Sue Bradford’s departure leaves a huge gap in the Greens, and Parliament.
Listener: 12 December, 2009.
Keywords: Regulation & Taxation; Social Policy;
To work properly, the market must be “complete” – that is, all possible transactions must be able to be carried out. For example, those who invested in finance firms such as Bridgecorp should have been able to buy insurance to protect them if the company went bust. The world needed similar insurance for Lehman Brothers, the New York investment bank whose collapse almost brought down the international financial system. But then we would have needed insurance in case the counterparty in the deal went bust, and then . it’s an infinite regression.
In practice, only a few reiterations of insuring the insurer were needed, but because there were not enough, the global financial crisis occurred. Why there were not enough reiterations is to do with transaction and information costs, but that is for another column.
However, the finance markets are not the only ones sufficiently incomplete to damage economic welfare. Because the market for pollutants is incomplete and polluters are not charged for their emissions, a person can get away with dumping on the neighbours – and in the case of carbon emissions, on the whole world and on future generations.

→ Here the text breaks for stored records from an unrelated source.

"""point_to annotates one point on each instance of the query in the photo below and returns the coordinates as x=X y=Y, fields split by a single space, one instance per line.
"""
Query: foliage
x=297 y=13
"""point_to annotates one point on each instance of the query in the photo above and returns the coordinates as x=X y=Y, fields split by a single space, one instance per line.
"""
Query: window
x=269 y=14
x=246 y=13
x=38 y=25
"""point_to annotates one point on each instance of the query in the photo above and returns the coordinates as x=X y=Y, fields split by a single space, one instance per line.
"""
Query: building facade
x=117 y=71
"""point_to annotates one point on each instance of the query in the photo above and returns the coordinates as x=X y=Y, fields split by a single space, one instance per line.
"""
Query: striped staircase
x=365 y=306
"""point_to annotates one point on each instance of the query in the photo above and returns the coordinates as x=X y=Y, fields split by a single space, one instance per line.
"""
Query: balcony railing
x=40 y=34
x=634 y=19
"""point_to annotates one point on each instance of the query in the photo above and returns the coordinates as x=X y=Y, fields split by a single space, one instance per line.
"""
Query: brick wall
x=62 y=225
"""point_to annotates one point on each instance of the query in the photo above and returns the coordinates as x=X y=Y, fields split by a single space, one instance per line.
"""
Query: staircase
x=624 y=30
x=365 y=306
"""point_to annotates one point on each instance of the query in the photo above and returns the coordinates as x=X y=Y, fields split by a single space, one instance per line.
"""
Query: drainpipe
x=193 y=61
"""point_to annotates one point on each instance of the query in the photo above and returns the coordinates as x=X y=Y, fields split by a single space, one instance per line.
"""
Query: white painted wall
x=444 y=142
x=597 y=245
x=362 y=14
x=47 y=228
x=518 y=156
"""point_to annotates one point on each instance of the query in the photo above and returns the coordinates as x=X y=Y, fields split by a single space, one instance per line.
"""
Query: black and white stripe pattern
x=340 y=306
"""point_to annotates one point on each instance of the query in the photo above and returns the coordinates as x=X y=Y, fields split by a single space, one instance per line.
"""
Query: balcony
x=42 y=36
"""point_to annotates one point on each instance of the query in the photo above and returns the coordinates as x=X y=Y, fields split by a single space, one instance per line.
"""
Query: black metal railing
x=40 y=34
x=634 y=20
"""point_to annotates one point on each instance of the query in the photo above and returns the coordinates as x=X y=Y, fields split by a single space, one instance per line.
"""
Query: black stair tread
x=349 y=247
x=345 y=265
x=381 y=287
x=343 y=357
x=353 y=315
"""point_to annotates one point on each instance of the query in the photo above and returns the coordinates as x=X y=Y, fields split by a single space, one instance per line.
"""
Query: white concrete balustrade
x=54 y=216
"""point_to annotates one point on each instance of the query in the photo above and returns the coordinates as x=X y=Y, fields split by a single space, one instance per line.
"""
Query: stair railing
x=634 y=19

This has led to cap-and-trade schemes, and other measures such as individual tradable quotas for fish and water, which force resource users to take into fuller account the consequences of their actions. But even these measures may not complete the market, since future generations cannot participate in it. As a consequence, we have the sustainability provisions in the Resource Management Act.
Another example of incompleteness, this time in the political market, is that children don’t vote. Had they taken part in the smacking referendum, the outcome may well have been different. It is not sufficient to say that parents represented their children; that was the justification for not giving women the vote, since it was said men took their wives, mothers and daughters into consideration when they voted.
That children don’t vote has a major impact on economic policy. It is no accident that children are associated with poverty in New Zealand. Before the Working for Families package, over 80% of the poor were children and their parents. Although the package has taken some families out of poverty, those with children almost certainly continue to dominate the poor. Their parents vote, but it is twice as expensive per vote to support children as, say, the elderly.
Market completeness, or more precisely the lack of it, has a major effect on our economic and public life. It is one reason we have governments. Very often they fill in for market failure (so any collapse of private retirement savings is backstopped by New Zealand Superannuation) or increase the completeness of markets (such as by reducing transaction costs). Sometimes they stand in for those who don’t have a say, such as future generations.
It is also a reason for the existence of a political party such as the Greens, whose theme is that market incompleteness damages things that are important to us and future generations.
That is what made MP Sue Bradford so special. The anti-smacking legislation was one of her many achievements, although by no means her most important. She had outstanding political skills that enabled her to locate consensus for progressing her aims. For instance, she had an important role in the select committee on the consumer-credit legislation – such a lot of Parliament’s best work is hidden in such places.
Most of all, she had a commitment to that which is left behind by the market: children, other marginalised groups such as those with or recovering from mental illness, and areas of the environment. However, even she did not extend to the problem of the incompleteness of the financial sector, and we have yet to recover from the free-for-all of the 1990s.
There is no obvious replacement among the Greens now that Bradford has left Parliament. She was such a force for social justice that the rest of the caucus could turn their attention to other matters. I hope they fill the vacuum she has left in Parliament, while she continues to advocate for the marginalised in her next career. Meanwhile the problems of incomplete markets continue to bedevil us.